Whether Bitcoin is on track to ubiquity faster than electricity really depends on your mental model of Bitcoin itself.

There’s no question that bitcoin is money. But anecdotally, few people want to spend it, lest they risk missing out on monumental future fortunes.

Of course, it wasn’t always this way. In February 2012 — almost two years after Laszlo’s pizzas — a fertility doctor named C. Terence Lee set about a personal and professional quest to onboard his patients to Bitcoin by accepting BTC for his services. He started with a “Bitcoin accepted here” sign in his window, and then a Reddit post.

“Jumping in to do my part to support the BTC economy. This may be a historic first?” Lee wrote in a post on the BitMarket subreddit, titled: “[WTS][USA] Male Fertility Evaluation.”

Lee was offering a 15-minute consultation to discuss fertility questions and a sperm analysis in exchange for 15 BTC, valued at $70 or so at the time. “Actual value over $100,” he wrote.

Within three months, he’d found a Bitcoin customer. 

“The patient turned out not…so much having a burning desire to know about his fertility, but he was a Bitcoin enthusiast, and he liked the idea of participating in history, in this ritual ceremony of what could be perhaps the world’s first Bitcoin medical transaction,” Lee explained at a 2013 conference in San Jose.

“So we chatted about Bitcoin. He taught me a lot about mining. That’s how he acquired bitcoin. And we did a sperm test, and it turned out he had really good sperm…after it was done he sent me 15 bitcoins… “

From there, Lee experimented with various ways to attract customers to pay with bitcoin. He’d ask them directly if they’d heard of it, which produced mixed results. 

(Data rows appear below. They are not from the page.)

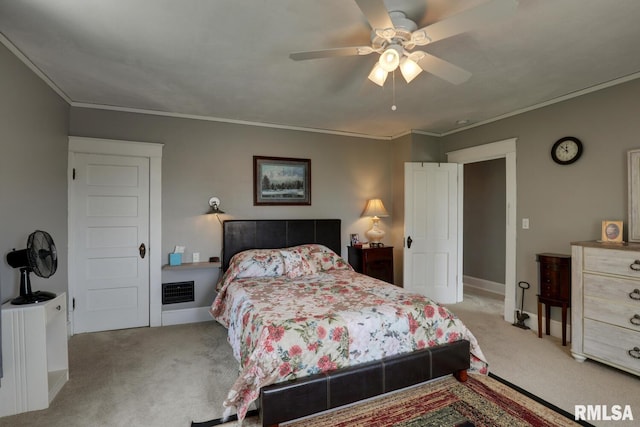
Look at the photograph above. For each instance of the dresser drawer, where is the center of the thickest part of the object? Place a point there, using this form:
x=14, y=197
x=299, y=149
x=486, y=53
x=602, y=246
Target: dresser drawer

“In some cases, when I brought up Bitcoin they stopped, and they looked at me like I was a telemarketer or used car salesman,” Lee said. “In some cases, when I explained the best that I could about what Bitcoin was, they even started reacting with suspicion or disapproval as if I had suggested that I wanted to be paid in vials of crack cocaine or something like that.”

Lee changed up his strategy to only quiz his most trusted patients. There was one couple, who, on their fourth attempt at IVF, agreed to pay in bitcoin for a 50% discount, with Lee walking them through exchanging US dollars for bitcoin via CryptoXChange, a now-defunct exchange operating out of Australia.

The sperm stuck, leading CNN to reveal, on this day in 2013, “the world’s first Bitcoin baby” — a baby bought entirely with bitcoin. Thirty bitcoin to be exact, an amount then worth $500, or $3 million today.

Lee said in his presentation that multiple other patients paid in bitcoin following that milestone, resulting in more Bitcoin babies. We’ve reached out to his practice for more info about how it’s gone since then.

Still, with the way Bitcoin’s narratives have played out, it’s almost as if the efforts of early adopters like Lee worked too well, too quickly

Using bitcoin as money today just isn’t as relevant to the uninitiated as buying and HODLing it. (Interestingly, the term “HODL” would be coined only six months following the announcement of the first Bitcoin baby.)

It’s not impossible for Bitcoin to go full circle and return to its money proposition once more. When it’s done with price discovery, perhaps, in another few generations.